Notre situation actuelle n'en est pas moins insensée. Nous sommes dans une maison de fous mondiale où les fous ont pris le dessus. C'est moins un complot qu'une démence collective — un lent déclin mental qui nous fait oublier ce qui se passe autour de nous. Alors que nous vivions notre vie quotidienne et luttions pour maintenir une société stable, ils étaient occupés à câbler l'endroit avec du matériel de surveillance. Les entreprises technologiques ont gratté nos âmes et transformé nos êtres en jumeaux numériques déformés. Avec ces données, ils manipulent notre politique et nos systèmes financiers, contrôlent le flux d'informations et hypnotisent petits et grands. Vos smartphones sont nos camisoles de force.

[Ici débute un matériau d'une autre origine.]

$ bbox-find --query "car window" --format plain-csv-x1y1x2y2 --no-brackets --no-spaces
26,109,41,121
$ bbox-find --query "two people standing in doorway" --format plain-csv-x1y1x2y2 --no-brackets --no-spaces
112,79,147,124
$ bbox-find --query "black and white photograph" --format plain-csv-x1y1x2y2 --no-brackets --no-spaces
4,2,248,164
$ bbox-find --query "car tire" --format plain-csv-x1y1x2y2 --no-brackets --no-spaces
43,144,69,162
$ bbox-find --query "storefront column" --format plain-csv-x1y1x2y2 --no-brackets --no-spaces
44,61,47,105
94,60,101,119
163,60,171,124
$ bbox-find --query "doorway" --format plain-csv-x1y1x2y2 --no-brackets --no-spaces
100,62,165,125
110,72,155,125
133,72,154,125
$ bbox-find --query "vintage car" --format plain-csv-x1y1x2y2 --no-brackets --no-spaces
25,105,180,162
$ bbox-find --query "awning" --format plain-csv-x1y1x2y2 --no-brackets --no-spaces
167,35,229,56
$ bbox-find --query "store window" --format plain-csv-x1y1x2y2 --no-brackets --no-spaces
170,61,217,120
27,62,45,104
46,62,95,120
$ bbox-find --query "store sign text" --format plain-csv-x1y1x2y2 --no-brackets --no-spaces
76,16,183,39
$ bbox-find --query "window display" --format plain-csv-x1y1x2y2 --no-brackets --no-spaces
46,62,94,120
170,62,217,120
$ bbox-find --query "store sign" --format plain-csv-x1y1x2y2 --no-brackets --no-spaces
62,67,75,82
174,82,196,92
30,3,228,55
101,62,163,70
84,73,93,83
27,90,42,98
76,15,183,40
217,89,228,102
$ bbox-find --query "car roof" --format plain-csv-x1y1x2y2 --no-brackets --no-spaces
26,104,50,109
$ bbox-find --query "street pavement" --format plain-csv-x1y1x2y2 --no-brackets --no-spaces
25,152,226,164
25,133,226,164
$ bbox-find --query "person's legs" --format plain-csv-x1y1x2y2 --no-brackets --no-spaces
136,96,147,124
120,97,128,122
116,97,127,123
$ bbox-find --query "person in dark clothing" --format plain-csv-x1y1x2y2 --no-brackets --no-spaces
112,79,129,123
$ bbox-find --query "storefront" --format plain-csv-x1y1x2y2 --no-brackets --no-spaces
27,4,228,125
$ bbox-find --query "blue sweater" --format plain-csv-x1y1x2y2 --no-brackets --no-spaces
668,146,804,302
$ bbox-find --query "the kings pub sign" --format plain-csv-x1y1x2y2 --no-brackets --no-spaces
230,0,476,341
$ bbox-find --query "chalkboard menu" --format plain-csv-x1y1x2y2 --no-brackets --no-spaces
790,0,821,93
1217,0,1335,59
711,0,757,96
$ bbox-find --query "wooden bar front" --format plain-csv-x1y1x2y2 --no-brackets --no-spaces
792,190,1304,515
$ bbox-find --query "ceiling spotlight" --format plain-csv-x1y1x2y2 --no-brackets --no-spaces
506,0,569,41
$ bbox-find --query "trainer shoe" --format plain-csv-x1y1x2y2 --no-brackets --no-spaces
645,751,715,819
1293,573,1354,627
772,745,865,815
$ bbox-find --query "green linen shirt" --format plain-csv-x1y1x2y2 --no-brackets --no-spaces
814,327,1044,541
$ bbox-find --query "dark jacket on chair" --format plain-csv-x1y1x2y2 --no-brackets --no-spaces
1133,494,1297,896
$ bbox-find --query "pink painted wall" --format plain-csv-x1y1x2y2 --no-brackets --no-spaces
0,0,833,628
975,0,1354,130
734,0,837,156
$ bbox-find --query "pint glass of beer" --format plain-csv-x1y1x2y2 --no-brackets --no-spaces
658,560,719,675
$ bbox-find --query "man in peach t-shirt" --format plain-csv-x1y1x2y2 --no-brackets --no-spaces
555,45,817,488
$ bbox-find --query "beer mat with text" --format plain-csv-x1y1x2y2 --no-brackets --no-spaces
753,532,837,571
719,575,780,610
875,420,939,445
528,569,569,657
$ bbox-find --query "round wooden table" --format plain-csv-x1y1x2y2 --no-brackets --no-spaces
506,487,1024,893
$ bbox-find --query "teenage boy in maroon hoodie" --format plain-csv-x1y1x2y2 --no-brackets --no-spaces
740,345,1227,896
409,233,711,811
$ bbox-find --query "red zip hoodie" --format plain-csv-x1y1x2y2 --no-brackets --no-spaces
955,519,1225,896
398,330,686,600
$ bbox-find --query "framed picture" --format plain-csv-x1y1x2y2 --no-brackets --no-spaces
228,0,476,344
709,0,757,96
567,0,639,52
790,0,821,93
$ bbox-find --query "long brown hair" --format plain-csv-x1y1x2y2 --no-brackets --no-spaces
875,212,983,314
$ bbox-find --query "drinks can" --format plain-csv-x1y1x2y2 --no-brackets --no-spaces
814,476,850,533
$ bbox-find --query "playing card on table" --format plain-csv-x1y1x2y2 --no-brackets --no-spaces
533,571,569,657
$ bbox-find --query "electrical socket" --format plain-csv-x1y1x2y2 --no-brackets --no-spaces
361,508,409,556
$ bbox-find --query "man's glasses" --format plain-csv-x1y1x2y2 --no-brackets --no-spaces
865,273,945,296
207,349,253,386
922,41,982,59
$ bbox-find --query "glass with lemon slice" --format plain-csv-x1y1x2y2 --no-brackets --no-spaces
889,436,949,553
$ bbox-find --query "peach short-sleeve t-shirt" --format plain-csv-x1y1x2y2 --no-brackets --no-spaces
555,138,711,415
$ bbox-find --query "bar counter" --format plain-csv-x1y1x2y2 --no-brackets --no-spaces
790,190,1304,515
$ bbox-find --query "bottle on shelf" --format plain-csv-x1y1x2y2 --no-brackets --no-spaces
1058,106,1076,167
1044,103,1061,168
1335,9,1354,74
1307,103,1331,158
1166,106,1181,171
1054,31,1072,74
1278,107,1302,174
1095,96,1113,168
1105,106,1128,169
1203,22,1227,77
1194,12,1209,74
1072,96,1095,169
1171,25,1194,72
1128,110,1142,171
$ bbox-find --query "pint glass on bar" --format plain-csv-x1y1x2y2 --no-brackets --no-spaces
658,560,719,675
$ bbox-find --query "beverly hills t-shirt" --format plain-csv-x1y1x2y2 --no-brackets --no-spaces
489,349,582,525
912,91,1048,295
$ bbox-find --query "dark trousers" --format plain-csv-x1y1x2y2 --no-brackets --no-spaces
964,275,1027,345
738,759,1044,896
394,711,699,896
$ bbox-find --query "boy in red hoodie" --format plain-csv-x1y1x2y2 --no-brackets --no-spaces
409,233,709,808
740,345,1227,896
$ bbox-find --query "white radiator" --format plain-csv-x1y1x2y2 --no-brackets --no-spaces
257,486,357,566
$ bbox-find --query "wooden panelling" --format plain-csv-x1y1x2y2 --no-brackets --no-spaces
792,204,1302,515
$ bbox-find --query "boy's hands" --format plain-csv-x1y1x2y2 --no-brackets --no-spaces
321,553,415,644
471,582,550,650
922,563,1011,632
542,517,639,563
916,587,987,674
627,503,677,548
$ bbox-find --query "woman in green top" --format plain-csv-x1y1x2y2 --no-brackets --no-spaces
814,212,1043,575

Maintenant, ils construisent d'étranges idoles en plastique et en fil de fer et s'attendront bientôt à ce que nous nous prosternions devant eux. C'est exactement ce que feront certains de nos compatriotes, principalement les jeunes. J'aime à penser que la folie croissante de ce culte techno grandissant le verra exploser spontanément, comme une fusée SpaceX explosant dans le ciel. Mais leurs succès comptent plus que leurs ratés. La réalité est que la technologie supérieure a toujours renforcé le pouvoir séculier, permettant à des génies fous de gouverner l'Égypte, Rome, la Chine communiste, l'empire américain mondial, etc.

Nous avons donc le choix entre une retraite ascétique ou un pacte avec le diable numérique. Si nous nous accrochons à nos diverses traditions et refusons d'adopter ces technologies, elles façonneront le monde sans nous. Si nous prenons l'appât, nous serons transformés. Une pomme à moitié mangée plane devant nos yeux. Peut-être qu'il n'y a pas de juste milieu.